Prior to his days as MF DOOM, Zev Love X, Subroc and Rodan held things down as KMD on their memorable single from the "Mr. Hood" album.
Before he began calling himself DOOM and rocking a mask, you could find Zev Love X rhyming with Rodan and his brother Subroc as the collective KMD. After a brief introduction via 3rd Bass’ “The Gas Face” video, this video provided an extended look at the pair Dante Ross would describe as “joined at the hip.” MC Serch would later explain that things were deeper than Rap as far as his initial meeting with Zev Love X was concerned.

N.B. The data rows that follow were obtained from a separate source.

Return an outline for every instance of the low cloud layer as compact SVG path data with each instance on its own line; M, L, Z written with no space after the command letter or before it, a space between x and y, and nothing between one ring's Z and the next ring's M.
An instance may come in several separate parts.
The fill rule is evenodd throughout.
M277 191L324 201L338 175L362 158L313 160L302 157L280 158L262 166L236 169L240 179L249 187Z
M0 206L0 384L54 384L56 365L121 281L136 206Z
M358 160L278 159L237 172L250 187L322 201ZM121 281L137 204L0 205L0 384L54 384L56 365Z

“I started hanging out in Long Beach and getting to know Zev Love X and his brother Subroc and the Ansaar Allah community and was fasting on Ramadan with them,” Serch said during an interview with GuiltAndPleasure.com.

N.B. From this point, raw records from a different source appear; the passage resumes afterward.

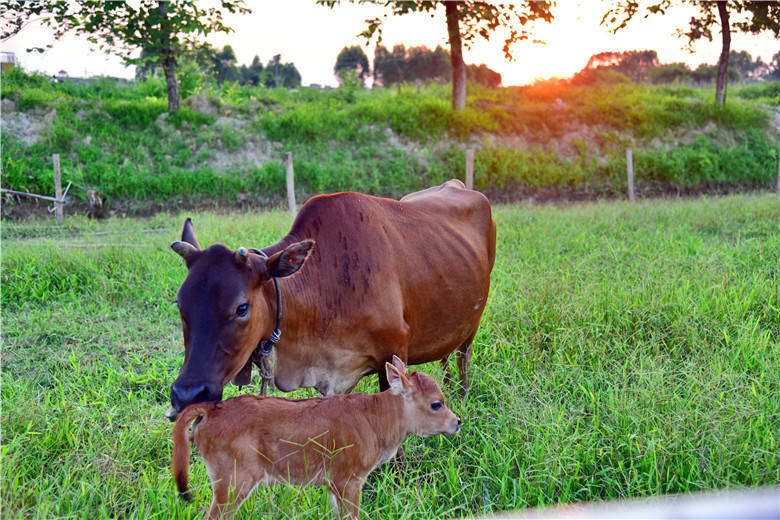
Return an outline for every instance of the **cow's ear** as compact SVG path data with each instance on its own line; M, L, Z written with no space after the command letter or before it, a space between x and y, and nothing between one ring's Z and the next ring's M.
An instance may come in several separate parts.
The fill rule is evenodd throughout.
M249 383L252 382L252 358L249 358L249 361L246 362L246 365L244 365L244 368L241 369L241 371L236 374L236 376L233 378L233 384L236 386L246 386Z
M412 385L406 376L391 363L385 363L387 383L390 385L390 393L409 398L412 395Z
M309 258L312 247L314 247L314 240L304 240L303 242L296 242L288 246L284 251L272 255L266 261L268 276L271 278L284 278L298 272L298 269Z
M184 226L181 228L181 241L192 244L197 251L200 251L200 244L198 239L195 238L195 230L192 227L192 219L190 217L186 218Z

Take a look at “Peach Fuzz,” and the influence of the Nation of Gods and Earths is prevalent. Brand Nubian make cameos, with Grand Puba Maxwell pretending to do a mean xylophone solo, while Zev shouts out Dr. Malachi York. The track is generally light-hearted, but Zev and Subroc weren’t trying to bite their tongues either.

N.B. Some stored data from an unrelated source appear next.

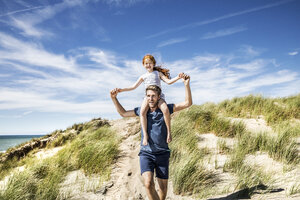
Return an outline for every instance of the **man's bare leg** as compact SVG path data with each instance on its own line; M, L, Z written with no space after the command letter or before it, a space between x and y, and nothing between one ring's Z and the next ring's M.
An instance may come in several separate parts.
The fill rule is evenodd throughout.
M150 171L144 172L142 174L142 177L144 178L144 185L145 185L149 200L160 200L160 198L155 190L153 173Z
M168 179L157 178L158 182L158 196L160 200L165 200L168 192Z

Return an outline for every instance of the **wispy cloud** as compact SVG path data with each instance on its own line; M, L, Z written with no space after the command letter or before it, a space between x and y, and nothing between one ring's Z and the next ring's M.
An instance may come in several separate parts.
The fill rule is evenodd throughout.
M149 35L149 36L145 37L145 39L155 38L155 37L165 35L165 34L168 34L168 33L177 32L177 31L181 31L181 30L184 30L184 29L190 29L190 28L195 28L195 27L198 27L198 26L203 26L203 25L206 25L206 24L215 23L215 22L218 22L218 21L221 21L221 20L232 18L232 17L237 17L237 16L240 16L240 15L245 15L245 14L248 14L248 13L257 12L257 11L260 11L260 10L280 6L280 5L283 5L283 4L290 3L292 1L294 1L294 0L278 1L278 2L275 2L275 3L266 4L266 5L263 5L263 6L256 7L256 8L251 8L251 9L247 9L247 10L243 10L243 11L239 11L239 12L234 12L234 13L229 13L227 15L223 15L223 16L216 17L216 18L213 18L213 19L208 19L208 20L204 20L204 21L185 24L185 25L182 25L182 26L179 26L179 27L176 27L176 28L166 29L164 31Z
M244 26L238 26L238 27L232 27L228 29L222 29L216 32L210 32L204 34L204 36L201 37L202 40L207 40L207 39L213 39L213 38L218 38L218 37L224 37L224 36L229 36L233 35L235 33L239 33L242 31L246 31L247 28Z
M0 59L15 61L39 67L55 68L72 72L75 67L72 59L64 55L49 53L36 43L24 42L0 32Z
M23 13L23 12L28 12L28 11L32 11L32 10L36 10L36 9L41 9L44 8L45 6L35 6L35 7L31 7L31 8L25 8L25 9L20 9L20 10L15 10L15 11L11 11L11 12L7 12L4 14L1 14L0 17L6 17L9 15L14 15L17 13Z
M250 45L242 45L239 51L243 55L251 58L251 57L260 56L266 50L262 48L254 48L253 46Z
M172 45L172 44L177 44L177 43L185 42L187 40L188 40L188 38L173 38L173 39L166 40L166 41L163 41L163 42L159 43L157 45L157 47L158 48L165 47L165 46L169 46L169 45Z
M153 0L102 0L102 1L112 6L129 7L138 3L149 3L152 2Z
M249 58L246 56L244 63L241 63L243 57L234 54L235 52L231 55L202 55L166 65L175 74L184 71L191 75L195 104L218 102L259 91L266 95L283 96L286 92L276 93L279 91L278 88L282 84L295 85L295 81L299 80L299 74L291 70L268 71L274 68L274 59L259 58L248 61ZM183 100L178 95L184 92L183 86L177 85L176 88L164 86L163 90L167 101Z
M264 67L267 67L267 65L272 64L272 62L272 60L267 59L256 59L249 63L231 64L228 67L246 71L258 71Z
M109 91L115 87L130 86L145 73L141 60L128 60L126 56L99 48L85 47L70 51L69 55L56 55L40 44L5 34L0 34L0 44L0 67L7 66L1 78L8 83L0 86L0 110L113 116L116 111ZM32 59L20 57L20 54ZM40 59L43 61L36 61L36 54L43 55ZM244 59L240 54L239 50L229 54L206 53L164 63L172 76L180 72L191 75L195 104L260 90L272 95L283 91L279 88L282 84L285 87L295 86L295 81L299 80L299 74L291 70L268 71L274 69L274 59L259 57L249 60L249 57ZM247 52L244 54L247 55ZM269 89L271 86L272 89ZM167 102L184 100L182 83L163 84L163 91ZM141 104L143 95L144 88L140 86L135 91L120 93L119 100L125 108L132 109Z
M41 24L46 20L51 19L57 13L60 13L67 8L82 5L85 2L86 1L84 0L76 0L76 1L64 0L61 3L57 3L53 5L39 6L36 7L35 9L27 10L27 11L32 11L30 13L11 16L9 24L15 28L20 29L22 31L22 34L25 36L38 37L38 38L41 38L42 36L45 35L49 36L51 35L51 32L39 28L37 27L37 25Z
M0 44L0 68L7 71L2 76L6 84L0 86L0 110L109 115L109 90L132 85L141 75L134 76L134 61L102 49L80 48L66 58L2 33ZM121 99L137 105L141 100L136 95L143 96L142 87Z
M297 55L299 52L298 51L292 51L292 52L289 52L288 54L290 55L290 56L295 56L295 55Z
M29 115L31 113L32 113L32 111L26 111L26 112L23 112L23 113L20 113L20 114L17 114L17 115L10 115L10 116L0 115L0 118L14 118L14 119L17 119L17 118L25 117L26 115Z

“As far as influence of Islam in music or period, we were growing up like in ’92 when everything was ill,” DOOM would later explain in an interview with UrbanSmarts.com. “It started back in the 60’s when people educated us to let us know the strengths that we had as the original men. I can’t see it any other way. It’s part of our history, so of course it’s going to influence us, and during the time we were doing that album (KMD’s "Mr. Hood") is when we were absorbing all of that.”
Sadly, Subroc was hit by a car and died between the completion of the Mr. Hood album “Peach Fuzz” was featured on and the group’s sophomore set, Black Bastards. Due to label politics, Black Bastards was shelved, and Zev Love X was given his master recordings, a check for $20,000 and his walking papers from Elektra Records.
Zev rechristened himself as MF DOOM (and later, simply DOOM) during stints on Rymesayers, Brick and Sound Ink. His former A&R, producer and sometimes engineer, Ross credits DOOM as “the biggest proponent and the most recognizable figure from the Fat Beats era of post-regular, weirdo Rap.”